Con la ayuda de Pedro, logró llegar cojeando hasta una de los despachos del hotel. Por fortuna, el médico del hotel se había ido, ante lo cual Pedro hizo algunos comentarios de reprobación.
De pronto se agachó y le quitó el calcetín.
—Se te está empezando a poner rojo el tobillo. ¿Dónde está ese hielo? —gritó al conserje—. Espera un poco, que voy a ver lo que pasa con él.
Nada más salir Pedro por la puerta, Paula se miró el pie. No le dolía, pero a lo mejor era verdad que se había hecho daño. Se quitó la zapatilla y se quitó el calcetín, revelando un pie con un tono verdoso.
El calcetín. Había desteñido el calcetín. Se volvió a colocar la zapatilla. Tendría que haber lavado los calcetines antes de ponérselos.
—Aquí estoy —dijo Pedro, cuando apareció de nuevo, con una toalla llena de hielo—. Le pedí esto al camarero, mientras el conserje ha ido a buscar el botiquín de primeros auxilios. ¿Qué tal? ¿Te duele?
—No siento nada—le respondió Paula, con sinceridad.
—Te empezará a doler más tarde. Sé lo que digo —se levantó, acercó una silla de una secretaria y se sentó en ella.
—¿Te has lesionado muchas veces? —preguntó Paula, intentando que se olvidara de su pie.
Pedro estiró sus piernas y apuntó a una raja con pequeñas cicatrices de los puntos de sutura, a lo largo de ella.
—Ésa fue la peor. Cuando estaba en el colegio, tuve una rotura de tendones y me tuvieron que intervenir —le dijo sonriendo—. A lo mejor me salvó de cometer una estupidez, como hacerme profesional, por ejemplo.
—¿Y cómo reaccionaste?
—Bien —le respondió, mirando para atrás, cuando escuchó que alguien se acercaba.
El conserje le entregó unas cuantas cajas a Pedro.
—Esto es todo lo que he podido conseguir —explicó—. Espero que sea suficiente.
—Está bien —respondió Pedro, al tiempo que abría una caja.
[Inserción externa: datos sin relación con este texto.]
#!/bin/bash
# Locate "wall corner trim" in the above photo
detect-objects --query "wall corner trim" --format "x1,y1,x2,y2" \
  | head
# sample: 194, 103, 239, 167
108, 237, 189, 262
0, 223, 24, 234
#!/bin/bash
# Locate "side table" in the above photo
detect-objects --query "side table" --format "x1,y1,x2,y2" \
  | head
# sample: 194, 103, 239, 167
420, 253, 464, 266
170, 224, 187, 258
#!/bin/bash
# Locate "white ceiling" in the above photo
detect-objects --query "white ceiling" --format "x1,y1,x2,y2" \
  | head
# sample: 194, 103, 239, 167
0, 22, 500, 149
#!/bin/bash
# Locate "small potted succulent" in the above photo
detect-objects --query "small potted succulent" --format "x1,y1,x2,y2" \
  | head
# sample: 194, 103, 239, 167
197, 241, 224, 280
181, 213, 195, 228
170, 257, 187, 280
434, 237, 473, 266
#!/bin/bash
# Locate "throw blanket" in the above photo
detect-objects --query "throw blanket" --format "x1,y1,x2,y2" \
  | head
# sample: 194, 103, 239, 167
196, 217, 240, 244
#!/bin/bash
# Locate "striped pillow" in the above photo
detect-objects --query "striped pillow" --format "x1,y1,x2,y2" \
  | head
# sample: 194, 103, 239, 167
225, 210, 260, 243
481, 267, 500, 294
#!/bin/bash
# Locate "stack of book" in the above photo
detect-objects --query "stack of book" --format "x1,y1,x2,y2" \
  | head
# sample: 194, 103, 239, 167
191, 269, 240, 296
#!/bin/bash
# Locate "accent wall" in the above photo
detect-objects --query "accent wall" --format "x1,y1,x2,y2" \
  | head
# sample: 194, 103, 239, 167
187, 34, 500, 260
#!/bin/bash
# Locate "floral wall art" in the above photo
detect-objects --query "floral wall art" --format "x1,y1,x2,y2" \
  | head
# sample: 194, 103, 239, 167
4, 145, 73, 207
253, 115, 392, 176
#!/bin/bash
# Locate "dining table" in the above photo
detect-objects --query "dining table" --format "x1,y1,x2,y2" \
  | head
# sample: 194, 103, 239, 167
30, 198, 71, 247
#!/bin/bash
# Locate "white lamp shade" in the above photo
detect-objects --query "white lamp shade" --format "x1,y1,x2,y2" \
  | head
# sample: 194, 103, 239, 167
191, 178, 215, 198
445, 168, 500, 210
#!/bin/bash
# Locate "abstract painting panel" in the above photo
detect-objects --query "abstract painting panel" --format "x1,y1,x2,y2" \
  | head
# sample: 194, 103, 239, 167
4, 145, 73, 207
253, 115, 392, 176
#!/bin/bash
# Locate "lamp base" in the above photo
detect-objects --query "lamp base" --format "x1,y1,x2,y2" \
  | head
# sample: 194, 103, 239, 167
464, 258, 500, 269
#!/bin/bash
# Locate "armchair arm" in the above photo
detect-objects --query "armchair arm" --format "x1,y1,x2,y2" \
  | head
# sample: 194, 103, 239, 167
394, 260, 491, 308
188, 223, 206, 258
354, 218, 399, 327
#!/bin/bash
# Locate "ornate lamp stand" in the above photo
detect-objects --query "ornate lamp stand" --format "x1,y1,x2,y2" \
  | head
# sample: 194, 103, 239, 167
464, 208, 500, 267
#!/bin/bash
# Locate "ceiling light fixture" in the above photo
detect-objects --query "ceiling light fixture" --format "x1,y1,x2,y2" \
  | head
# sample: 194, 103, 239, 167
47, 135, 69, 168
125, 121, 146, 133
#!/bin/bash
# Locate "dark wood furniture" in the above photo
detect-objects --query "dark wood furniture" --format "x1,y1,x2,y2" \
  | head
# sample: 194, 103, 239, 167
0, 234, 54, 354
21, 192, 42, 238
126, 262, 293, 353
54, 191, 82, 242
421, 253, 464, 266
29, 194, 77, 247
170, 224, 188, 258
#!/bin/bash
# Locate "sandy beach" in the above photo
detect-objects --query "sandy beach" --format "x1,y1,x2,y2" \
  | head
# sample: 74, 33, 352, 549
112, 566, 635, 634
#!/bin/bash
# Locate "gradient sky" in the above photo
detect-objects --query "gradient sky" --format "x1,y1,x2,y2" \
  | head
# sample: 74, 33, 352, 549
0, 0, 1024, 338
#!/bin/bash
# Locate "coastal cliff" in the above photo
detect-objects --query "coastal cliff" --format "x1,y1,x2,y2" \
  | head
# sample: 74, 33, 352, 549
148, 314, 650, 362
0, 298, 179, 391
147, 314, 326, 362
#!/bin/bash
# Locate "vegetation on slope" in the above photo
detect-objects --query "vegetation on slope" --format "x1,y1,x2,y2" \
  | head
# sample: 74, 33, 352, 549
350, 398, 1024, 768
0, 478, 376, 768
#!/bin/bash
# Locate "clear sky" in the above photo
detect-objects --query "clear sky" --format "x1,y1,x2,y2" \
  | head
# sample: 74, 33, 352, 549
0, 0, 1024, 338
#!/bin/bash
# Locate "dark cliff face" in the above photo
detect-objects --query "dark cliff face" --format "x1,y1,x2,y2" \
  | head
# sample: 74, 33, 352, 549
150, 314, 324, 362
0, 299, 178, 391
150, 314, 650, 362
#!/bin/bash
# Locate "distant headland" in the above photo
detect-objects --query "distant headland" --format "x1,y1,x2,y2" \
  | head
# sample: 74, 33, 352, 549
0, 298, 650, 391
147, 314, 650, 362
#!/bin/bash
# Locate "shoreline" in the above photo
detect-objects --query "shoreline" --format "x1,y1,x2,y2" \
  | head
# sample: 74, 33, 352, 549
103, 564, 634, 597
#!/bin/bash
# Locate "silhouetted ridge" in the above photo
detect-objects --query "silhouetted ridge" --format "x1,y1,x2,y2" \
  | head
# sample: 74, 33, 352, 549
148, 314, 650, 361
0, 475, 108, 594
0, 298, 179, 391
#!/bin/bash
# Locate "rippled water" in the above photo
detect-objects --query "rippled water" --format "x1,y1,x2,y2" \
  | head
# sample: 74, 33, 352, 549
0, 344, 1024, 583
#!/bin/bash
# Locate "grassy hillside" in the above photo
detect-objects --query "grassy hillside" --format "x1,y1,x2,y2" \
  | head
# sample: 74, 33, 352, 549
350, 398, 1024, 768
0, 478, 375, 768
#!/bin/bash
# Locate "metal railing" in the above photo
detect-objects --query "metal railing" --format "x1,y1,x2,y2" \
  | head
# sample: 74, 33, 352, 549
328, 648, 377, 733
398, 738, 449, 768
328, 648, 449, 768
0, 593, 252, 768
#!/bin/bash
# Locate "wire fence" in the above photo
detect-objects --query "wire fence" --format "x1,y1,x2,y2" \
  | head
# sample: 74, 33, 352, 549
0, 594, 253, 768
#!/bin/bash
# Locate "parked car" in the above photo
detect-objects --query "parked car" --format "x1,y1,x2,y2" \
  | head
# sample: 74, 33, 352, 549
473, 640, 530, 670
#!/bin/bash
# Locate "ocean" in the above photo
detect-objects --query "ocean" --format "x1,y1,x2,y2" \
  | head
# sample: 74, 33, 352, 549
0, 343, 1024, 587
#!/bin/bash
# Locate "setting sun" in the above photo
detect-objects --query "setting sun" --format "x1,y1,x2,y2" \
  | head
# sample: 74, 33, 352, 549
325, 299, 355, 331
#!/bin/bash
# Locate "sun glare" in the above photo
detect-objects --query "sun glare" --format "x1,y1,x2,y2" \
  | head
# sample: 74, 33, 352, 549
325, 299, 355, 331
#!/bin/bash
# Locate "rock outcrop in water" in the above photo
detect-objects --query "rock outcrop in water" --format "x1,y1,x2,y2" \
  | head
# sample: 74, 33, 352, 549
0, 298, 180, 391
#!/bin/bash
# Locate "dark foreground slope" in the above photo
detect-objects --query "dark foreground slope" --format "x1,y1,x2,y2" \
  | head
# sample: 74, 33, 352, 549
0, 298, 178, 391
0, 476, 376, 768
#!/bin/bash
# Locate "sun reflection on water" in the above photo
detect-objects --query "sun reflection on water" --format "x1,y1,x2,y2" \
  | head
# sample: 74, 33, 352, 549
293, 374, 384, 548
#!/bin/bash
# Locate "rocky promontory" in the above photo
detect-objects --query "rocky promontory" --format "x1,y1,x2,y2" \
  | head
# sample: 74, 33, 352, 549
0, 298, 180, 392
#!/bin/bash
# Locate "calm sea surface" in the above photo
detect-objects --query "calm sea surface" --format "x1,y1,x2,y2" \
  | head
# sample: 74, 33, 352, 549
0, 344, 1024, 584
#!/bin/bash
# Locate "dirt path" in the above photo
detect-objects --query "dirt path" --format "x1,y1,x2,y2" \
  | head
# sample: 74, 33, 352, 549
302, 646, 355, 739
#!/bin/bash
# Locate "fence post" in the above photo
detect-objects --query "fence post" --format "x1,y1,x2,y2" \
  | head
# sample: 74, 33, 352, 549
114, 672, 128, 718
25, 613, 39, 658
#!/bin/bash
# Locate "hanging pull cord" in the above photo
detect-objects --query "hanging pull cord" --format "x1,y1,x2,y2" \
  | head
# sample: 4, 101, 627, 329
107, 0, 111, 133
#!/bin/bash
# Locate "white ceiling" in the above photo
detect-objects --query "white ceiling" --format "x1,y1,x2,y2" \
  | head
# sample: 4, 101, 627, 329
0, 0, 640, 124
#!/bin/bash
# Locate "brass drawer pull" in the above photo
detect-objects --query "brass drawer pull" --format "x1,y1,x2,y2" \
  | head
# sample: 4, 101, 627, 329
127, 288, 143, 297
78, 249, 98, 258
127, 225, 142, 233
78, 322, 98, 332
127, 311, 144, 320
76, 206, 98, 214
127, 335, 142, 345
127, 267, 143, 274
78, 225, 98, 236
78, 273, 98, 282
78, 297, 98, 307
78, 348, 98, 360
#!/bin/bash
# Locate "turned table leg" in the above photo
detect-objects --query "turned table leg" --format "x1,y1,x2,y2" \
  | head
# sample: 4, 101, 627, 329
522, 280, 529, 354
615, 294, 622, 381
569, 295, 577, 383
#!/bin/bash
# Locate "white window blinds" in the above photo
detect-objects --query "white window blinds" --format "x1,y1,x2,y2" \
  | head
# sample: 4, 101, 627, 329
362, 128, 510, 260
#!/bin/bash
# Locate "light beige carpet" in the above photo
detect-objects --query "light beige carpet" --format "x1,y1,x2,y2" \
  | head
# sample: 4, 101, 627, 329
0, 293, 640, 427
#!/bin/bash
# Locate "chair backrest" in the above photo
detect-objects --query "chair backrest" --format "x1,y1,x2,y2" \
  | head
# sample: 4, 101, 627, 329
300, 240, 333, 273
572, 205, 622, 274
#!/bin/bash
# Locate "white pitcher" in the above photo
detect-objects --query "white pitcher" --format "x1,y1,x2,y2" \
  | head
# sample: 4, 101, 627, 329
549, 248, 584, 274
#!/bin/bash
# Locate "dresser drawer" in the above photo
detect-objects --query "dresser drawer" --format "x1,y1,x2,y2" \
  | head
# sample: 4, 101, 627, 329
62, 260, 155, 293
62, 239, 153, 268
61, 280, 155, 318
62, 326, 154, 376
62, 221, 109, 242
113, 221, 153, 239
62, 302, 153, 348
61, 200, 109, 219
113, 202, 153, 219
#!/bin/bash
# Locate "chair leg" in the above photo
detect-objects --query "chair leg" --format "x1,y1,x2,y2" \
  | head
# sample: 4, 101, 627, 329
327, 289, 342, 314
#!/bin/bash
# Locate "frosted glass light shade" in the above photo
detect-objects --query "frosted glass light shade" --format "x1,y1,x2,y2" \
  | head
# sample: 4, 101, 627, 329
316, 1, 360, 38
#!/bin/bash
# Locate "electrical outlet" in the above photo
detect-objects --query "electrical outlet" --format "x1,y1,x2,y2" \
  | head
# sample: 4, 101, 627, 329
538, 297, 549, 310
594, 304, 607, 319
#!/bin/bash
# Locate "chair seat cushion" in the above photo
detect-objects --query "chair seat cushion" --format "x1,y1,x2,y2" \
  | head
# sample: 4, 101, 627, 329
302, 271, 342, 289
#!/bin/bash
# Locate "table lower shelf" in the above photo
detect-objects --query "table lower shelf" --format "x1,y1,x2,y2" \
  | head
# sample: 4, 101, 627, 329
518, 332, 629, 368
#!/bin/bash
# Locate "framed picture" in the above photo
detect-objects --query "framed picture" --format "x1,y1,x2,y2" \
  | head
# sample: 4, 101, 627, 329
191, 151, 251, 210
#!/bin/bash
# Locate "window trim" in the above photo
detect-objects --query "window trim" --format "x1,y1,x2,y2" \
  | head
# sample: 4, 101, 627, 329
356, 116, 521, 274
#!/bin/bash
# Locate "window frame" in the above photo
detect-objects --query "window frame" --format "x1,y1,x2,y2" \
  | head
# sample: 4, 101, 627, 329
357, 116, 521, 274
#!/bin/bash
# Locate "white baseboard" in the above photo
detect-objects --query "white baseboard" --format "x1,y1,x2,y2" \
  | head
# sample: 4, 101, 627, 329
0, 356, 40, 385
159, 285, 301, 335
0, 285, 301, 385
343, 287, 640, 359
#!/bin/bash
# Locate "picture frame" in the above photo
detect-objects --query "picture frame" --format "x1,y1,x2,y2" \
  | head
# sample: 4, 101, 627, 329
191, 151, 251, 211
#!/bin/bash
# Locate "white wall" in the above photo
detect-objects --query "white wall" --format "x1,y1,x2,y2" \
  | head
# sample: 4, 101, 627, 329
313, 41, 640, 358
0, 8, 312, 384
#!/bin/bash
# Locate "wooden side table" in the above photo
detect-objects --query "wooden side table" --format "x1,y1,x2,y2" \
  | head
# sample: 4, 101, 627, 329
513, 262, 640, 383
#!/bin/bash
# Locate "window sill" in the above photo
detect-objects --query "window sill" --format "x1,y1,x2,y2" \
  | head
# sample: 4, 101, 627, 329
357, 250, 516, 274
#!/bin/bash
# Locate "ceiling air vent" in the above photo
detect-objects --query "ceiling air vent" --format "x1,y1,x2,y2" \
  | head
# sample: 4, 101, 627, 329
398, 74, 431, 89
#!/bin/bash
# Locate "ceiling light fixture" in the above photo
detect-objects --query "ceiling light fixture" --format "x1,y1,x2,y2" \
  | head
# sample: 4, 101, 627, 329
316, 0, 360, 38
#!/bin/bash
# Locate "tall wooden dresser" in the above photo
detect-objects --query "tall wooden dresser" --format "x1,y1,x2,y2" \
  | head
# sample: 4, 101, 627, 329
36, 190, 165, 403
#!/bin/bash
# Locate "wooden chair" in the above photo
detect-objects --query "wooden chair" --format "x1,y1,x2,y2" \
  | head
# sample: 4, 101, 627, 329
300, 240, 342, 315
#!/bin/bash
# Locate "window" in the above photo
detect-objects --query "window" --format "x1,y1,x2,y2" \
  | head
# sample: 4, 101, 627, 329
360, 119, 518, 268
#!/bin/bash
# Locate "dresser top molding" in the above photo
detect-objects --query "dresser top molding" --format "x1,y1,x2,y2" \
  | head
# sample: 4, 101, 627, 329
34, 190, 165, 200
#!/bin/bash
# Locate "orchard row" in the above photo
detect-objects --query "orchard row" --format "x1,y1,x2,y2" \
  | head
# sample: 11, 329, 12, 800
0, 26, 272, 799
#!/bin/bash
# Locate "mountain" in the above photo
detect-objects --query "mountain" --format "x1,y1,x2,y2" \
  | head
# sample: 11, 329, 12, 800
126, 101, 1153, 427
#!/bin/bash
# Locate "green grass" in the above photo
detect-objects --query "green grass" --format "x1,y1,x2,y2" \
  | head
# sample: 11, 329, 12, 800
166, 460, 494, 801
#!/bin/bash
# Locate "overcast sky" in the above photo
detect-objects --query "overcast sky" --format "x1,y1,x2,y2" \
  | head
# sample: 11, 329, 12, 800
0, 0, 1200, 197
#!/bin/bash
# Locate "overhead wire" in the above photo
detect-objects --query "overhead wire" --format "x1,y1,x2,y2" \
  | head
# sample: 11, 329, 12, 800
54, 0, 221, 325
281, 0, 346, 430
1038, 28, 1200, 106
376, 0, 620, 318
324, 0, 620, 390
Con un gesto, le indicó a Paula que apoyara su pierna en las suyas—. No soy médico, pero sé cómo poner una venda.
El conserje recogió las vendas que sobraron y se fue.
—Yo creo que estás armando demasiado alboroto por nada —le dijo a Pedro, mientras él le quitaba el zapato. Aunque él ni siquiera le miró el pie, Paula lo estiró hacia delante, para que él no se lo viera.
—Sí y no —le dijo—. Seguro que mañana no está esa grieta en la pista —a los pocos segundos, Paula tenía una venda en su tobillo—. Intenta ponerte de pie.
Paula obedeció.
—No me duele —como si alguna vez le hubiera dolido.
—Por suerte no se te ha hinchado mucho—dijo Pedro, recogiendo el hielo—. ¿Te apetece ir a cenar? Si no recuerdo mal, íbamos a discutir lo de Bread Basket esta noche.
—Me parece una idea maravillosa —contestó Paula.